Yıl biterken biraz da kendimizden söz edelim. Bu yazı yılın son yazısı. Kastamonu gazetesinde ilk köşe yazım 3 Ocak 1981 günü “Şehrimizde yurt sorunu” başlığı ile yayımlanmıştı. 41 yıl geride kaldı. Seleflerim gibi ben de yazıların künyesini tutmadım. Sanırım 2000’lere yaklaşmıştır. Yazıların bazılarında tarihî belge kullandım, okuyucuyu bilgilendirmeye çalıştım. Umarım yararlı olmuştur.
Yazı yazmak gittikçe zorlaşıyor. İnsanlar eleştiriden hoşlanmıyor. Çağdaş insan, hakaret içermediği sürece tenkitleri hoşgörüyle karşılar. Bizim insanımız kendini eleştirenleri adeta düşman kabul ediyor.

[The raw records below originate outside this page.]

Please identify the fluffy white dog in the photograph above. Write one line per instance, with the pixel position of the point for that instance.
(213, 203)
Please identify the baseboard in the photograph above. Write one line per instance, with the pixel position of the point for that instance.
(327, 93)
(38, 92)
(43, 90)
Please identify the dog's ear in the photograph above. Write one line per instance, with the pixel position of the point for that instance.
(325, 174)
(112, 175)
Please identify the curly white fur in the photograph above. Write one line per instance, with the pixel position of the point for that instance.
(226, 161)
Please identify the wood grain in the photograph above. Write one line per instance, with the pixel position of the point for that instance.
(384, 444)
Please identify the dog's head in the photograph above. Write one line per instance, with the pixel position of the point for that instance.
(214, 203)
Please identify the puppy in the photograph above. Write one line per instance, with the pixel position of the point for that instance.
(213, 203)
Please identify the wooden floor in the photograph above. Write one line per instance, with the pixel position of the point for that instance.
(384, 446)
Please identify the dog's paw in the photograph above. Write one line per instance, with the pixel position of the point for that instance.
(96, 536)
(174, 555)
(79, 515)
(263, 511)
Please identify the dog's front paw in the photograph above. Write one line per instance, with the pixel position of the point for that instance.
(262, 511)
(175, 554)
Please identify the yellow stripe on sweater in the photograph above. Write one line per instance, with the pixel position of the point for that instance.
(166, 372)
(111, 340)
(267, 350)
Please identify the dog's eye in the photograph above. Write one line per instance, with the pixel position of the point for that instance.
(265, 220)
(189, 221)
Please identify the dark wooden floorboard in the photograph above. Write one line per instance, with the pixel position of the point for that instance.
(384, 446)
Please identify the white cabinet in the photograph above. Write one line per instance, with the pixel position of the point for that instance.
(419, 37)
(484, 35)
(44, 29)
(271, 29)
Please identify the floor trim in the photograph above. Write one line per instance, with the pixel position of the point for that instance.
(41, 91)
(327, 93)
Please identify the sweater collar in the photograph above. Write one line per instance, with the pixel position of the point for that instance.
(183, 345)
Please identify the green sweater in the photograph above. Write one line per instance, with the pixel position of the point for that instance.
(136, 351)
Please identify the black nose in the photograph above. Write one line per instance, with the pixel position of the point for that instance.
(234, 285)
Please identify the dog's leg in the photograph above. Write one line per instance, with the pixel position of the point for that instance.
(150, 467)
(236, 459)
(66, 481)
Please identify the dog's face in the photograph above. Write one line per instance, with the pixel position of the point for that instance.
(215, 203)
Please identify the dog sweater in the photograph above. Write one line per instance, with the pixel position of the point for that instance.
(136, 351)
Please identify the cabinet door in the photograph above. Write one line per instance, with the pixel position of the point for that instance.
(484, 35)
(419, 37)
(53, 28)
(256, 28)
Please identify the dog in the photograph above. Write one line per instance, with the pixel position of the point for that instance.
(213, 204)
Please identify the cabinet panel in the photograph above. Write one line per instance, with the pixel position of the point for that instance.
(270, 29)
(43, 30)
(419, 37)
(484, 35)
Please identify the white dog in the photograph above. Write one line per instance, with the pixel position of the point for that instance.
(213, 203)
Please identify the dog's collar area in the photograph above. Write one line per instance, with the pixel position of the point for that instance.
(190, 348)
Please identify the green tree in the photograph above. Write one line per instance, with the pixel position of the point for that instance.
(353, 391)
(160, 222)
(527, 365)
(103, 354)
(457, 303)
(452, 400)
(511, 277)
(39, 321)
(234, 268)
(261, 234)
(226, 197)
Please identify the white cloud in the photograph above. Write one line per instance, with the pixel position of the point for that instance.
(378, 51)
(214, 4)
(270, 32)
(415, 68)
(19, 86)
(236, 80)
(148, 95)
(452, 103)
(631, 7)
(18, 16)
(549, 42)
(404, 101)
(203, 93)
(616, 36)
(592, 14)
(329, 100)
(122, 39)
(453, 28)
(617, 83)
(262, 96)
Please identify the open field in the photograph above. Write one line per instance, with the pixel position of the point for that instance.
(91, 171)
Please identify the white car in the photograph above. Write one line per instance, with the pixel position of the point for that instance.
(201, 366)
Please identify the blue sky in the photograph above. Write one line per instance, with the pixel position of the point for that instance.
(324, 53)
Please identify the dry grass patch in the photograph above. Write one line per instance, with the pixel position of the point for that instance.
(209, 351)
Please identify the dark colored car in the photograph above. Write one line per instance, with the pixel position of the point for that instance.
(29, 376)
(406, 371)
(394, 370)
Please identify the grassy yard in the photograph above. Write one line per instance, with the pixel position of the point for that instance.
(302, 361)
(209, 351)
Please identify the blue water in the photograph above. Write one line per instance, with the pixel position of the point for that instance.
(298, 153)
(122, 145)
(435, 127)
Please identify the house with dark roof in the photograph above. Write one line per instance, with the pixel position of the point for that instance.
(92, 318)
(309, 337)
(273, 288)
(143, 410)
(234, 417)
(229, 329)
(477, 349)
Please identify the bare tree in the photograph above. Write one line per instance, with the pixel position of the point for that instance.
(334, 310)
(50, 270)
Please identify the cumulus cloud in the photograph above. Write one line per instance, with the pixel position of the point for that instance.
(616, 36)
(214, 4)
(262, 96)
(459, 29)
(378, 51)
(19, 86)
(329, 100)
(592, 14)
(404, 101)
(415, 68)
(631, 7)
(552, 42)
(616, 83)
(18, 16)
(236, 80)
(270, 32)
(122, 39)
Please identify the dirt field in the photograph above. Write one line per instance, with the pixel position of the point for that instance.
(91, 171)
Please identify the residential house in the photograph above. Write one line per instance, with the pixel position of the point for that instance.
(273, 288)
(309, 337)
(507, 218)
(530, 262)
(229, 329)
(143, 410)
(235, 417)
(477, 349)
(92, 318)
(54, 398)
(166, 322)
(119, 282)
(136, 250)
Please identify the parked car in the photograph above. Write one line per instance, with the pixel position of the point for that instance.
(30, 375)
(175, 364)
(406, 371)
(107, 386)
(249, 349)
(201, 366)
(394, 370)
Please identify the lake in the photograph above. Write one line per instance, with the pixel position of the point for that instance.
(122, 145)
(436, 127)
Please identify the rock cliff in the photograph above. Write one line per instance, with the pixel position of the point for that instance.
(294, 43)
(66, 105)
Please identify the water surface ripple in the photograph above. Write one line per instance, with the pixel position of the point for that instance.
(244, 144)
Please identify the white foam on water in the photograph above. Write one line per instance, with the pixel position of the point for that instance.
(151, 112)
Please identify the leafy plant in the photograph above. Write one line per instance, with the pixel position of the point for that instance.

Yazmak, zevkli ama zor. Anonim bir söz var; “doğru söylerim halk razı değil, eğri söylerim Hak razı değil”. Halka değer vereceğiz elbette; ancak doğruyu da söyleyeceğiz. Gazetenin görevi okuyucuyu doğru bilgilendirmektir. Mehmet Âkif diyor ki, “Şudur benim cihanda en beğendiğim meslek: Sözüm odun gibi olsun, hakikat olsun tek.”
Yeni yılınız kutlu olsun. 2023 ülkemize ve insanlığa barış, huzur ve mutluluklar getirsin. Güzel günlerde buluşmak umuduyla hoşça kalın.